Can Translucency Save Privacy In the Cloud?

MikeatWired writes "Jon Udell writes that when it was recently discovered that some iPhone apps were uploading users' contacts to the cloud, one proposed remedy was to modify iOS to require explicit user approval. But in one typical scenario that's not a choice a user should have to make. A social service that uses contacts to find which of a new user's friends are already members doesn't need cleartext email addresses. If I upload hashes of my contacts, and you upload hashes of yours, the service can match hashes without knowing the email addresses from which they're derived. In the post Hashing for privacy in social apps, Matt Gemmell shows how it can be done." (Read more, below.)

"Why wasn't it? Not for nefarious reasons, Gemmell says, but rather because developers simply weren't aware of the option to uses hashes as a proxy for email addresses. A translucent solution encrypts the sensitive data so that it is hidden even from the operator of the service, while enabling the two parties (parents, babysitters) to rendezvous. How many applications can benefit from translucency? We won't know until we start looking. The translucent approach doesn't lie along the path of least resistance, though. It takes creative thinking and hard work to craft applications that don't unnecessarily require users to disclose, or services to store, personal data. But if you can solve a problem in a translucent way, you should. We can all live without more of those headlines and apologies."

Re:Not gonna happen that way.

[MoonFog]

Actually, I find that people are starting to care a lot more these days. All the scare mongering with Facebook has ment that people take notice and think about what they do online. A bad security record gets more attention in the media as well so to me it's not so clear cut anymore, people do care and you can't get away with everything.

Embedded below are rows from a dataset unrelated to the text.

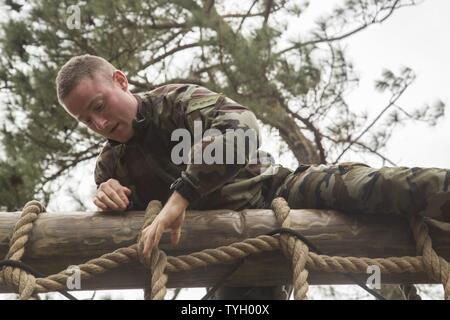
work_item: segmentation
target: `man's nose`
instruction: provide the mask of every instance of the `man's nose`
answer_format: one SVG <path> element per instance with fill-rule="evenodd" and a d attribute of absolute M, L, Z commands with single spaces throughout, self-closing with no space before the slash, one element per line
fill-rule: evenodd
<path fill-rule="evenodd" d="M 95 127 L 99 131 L 103 131 L 106 128 L 106 124 L 108 123 L 108 120 L 102 117 L 94 117 L 92 120 L 94 121 Z"/>

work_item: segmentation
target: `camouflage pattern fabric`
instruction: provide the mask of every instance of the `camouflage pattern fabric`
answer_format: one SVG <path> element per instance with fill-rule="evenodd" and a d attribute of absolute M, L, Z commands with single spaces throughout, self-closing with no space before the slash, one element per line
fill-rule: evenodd
<path fill-rule="evenodd" d="M 250 148 L 236 146 L 237 140 L 227 130 L 254 130 L 259 146 L 258 123 L 253 112 L 222 94 L 197 85 L 171 84 L 135 96 L 139 102 L 133 121 L 135 135 L 125 144 L 108 141 L 95 169 L 97 186 L 114 178 L 132 190 L 134 209 L 143 210 L 154 199 L 166 202 L 170 184 L 179 177 L 200 196 L 190 209 L 264 208 L 270 205 L 265 199 L 273 198 L 276 186 L 292 172 L 261 161 L 270 157 L 267 153 L 258 150 L 251 154 Z M 195 141 L 198 123 L 204 136 Z M 242 163 L 174 164 L 171 151 L 179 141 L 171 141 L 171 135 L 180 128 L 191 133 L 192 157 L 216 141 L 224 150 L 231 144 L 234 158 L 242 157 Z M 257 161 L 249 164 L 253 157 Z M 267 174 L 269 171 L 274 174 Z"/>
<path fill-rule="evenodd" d="M 280 186 L 291 208 L 355 214 L 420 213 L 450 221 L 450 170 L 371 168 L 362 163 L 300 166 Z"/>

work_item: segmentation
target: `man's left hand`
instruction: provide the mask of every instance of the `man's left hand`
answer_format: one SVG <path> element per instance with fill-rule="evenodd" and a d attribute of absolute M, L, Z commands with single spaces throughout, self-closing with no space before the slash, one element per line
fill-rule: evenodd
<path fill-rule="evenodd" d="M 141 242 L 144 245 L 143 254 L 147 256 L 154 247 L 157 247 L 161 236 L 167 229 L 172 230 L 172 245 L 178 244 L 181 237 L 181 226 L 189 202 L 178 192 L 169 198 L 155 220 L 142 230 Z"/>

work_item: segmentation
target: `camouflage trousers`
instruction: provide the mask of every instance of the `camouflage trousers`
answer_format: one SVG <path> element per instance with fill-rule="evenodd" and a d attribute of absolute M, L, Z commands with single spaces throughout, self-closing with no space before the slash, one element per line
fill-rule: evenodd
<path fill-rule="evenodd" d="M 356 214 L 419 213 L 450 221 L 450 170 L 383 167 L 347 162 L 300 166 L 278 194 L 294 209 L 335 209 Z"/>
<path fill-rule="evenodd" d="M 285 179 L 277 196 L 284 197 L 292 209 L 335 209 L 356 214 L 419 213 L 450 221 L 449 184 L 450 170 L 446 169 L 374 169 L 353 162 L 302 165 Z M 279 299 L 275 292 L 281 288 L 224 287 L 216 299 Z M 288 292 L 292 289 L 284 288 Z"/>

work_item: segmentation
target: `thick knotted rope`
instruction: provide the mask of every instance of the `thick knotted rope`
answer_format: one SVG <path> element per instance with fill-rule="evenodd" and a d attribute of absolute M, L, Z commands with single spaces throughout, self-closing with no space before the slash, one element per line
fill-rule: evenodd
<path fill-rule="evenodd" d="M 276 198 L 272 202 L 272 209 L 275 217 L 282 228 L 291 227 L 291 218 L 289 216 L 290 208 L 286 200 Z M 282 235 L 280 245 L 284 255 L 291 258 L 292 261 L 292 283 L 294 284 L 294 299 L 306 299 L 308 292 L 308 270 L 305 269 L 308 260 L 309 248 L 300 239 L 294 236 Z"/>
<path fill-rule="evenodd" d="M 277 221 L 282 227 L 289 228 L 289 207 L 284 199 L 275 199 L 272 203 Z M 25 205 L 21 218 L 14 228 L 11 237 L 10 250 L 7 258 L 20 260 L 24 253 L 24 246 L 32 223 L 43 206 L 36 201 Z M 149 225 L 161 210 L 159 201 L 151 201 L 146 210 L 144 227 Z M 417 242 L 417 251 L 422 256 L 364 258 L 364 257 L 330 257 L 310 252 L 308 247 L 292 236 L 258 236 L 241 242 L 221 246 L 216 249 L 206 249 L 189 255 L 177 257 L 166 256 L 155 248 L 150 257 L 143 257 L 139 244 L 120 248 L 99 258 L 92 259 L 79 265 L 81 280 L 89 279 L 120 265 L 140 260 L 150 270 L 150 287 L 145 291 L 149 299 L 163 299 L 166 293 L 167 273 L 193 270 L 213 264 L 234 262 L 250 255 L 281 249 L 292 259 L 294 297 L 306 297 L 308 283 L 308 269 L 322 272 L 350 272 L 365 274 L 368 266 L 378 266 L 382 273 L 427 272 L 434 280 L 444 285 L 445 298 L 450 299 L 449 265 L 439 257 L 432 248 L 428 228 L 420 217 L 411 220 L 411 227 Z M 138 241 L 139 243 L 139 241 Z M 0 284 L 6 284 L 20 294 L 21 299 L 37 297 L 37 293 L 66 290 L 67 278 L 70 274 L 64 270 L 46 278 L 34 278 L 25 271 L 17 268 L 5 267 L 0 273 Z M 413 295 L 413 294 L 411 294 Z"/>
<path fill-rule="evenodd" d="M 33 229 L 33 223 L 38 218 L 39 214 L 44 212 L 44 206 L 38 201 L 30 201 L 25 204 L 19 221 L 17 221 L 12 237 L 9 241 L 9 251 L 6 259 L 20 261 L 25 253 L 25 245 L 29 239 L 29 233 Z M 6 284 L 19 294 L 21 300 L 24 299 L 38 299 L 34 292 L 36 286 L 36 279 L 33 275 L 26 271 L 14 268 L 5 267 L 0 272 L 0 283 Z"/>

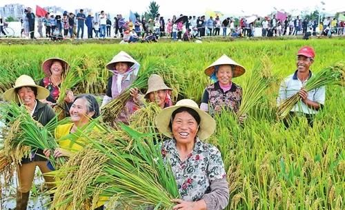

Re:Bullshit, market is taking care of this already

[martin-boundary]

So why go the trouble of crafting regulation to solve a problem taking care of itself already? All you can do is make things more annoying for people.

The problem isn't taking care of itself. We are seeing Apple, Google and Facebook doing rearguard actions because they are afraid of regulation and lawsuits. Remove that threat, and they'll stop worrying about privacy. It's much better to have a standardized set of laws that spell out the rights of customers than a mish mash of piecemeal solutions that companies have to invent themselves.

Moreover, the Europeans are doing it already, so why not copy^H^H^H harmonize with their laws in America? That'll save American companies a lot of work when they realize that their system must be redesigned anyway if they want European customers.

passwords too

[mcelrath]

Why are we not doing this for passwords too? Every site on the internet shouldn't need to store a plaintext password. Does there exist an algorithm by which a site owner could send the salt, the user hashes with his password, and the site owner can tell the password is the same, without actually having the password?

Re:Bad programmers making novice mistakes

[darkfeline]

Actually, I think leaving the spare keys under your neighbor's welcome mat is a very good and unorthodox backup method. I'm pretty sure someone trying to break in will check your welcome mat and top of door frame, not your neighbor's. Maybe we can extend this analogy to web security? Have sites store their users password hashed on partner sites, and vice versa. Even better, have sites store the hashing salts on another partner site's servers. Quick, you and me patent this before big name companies start doing it!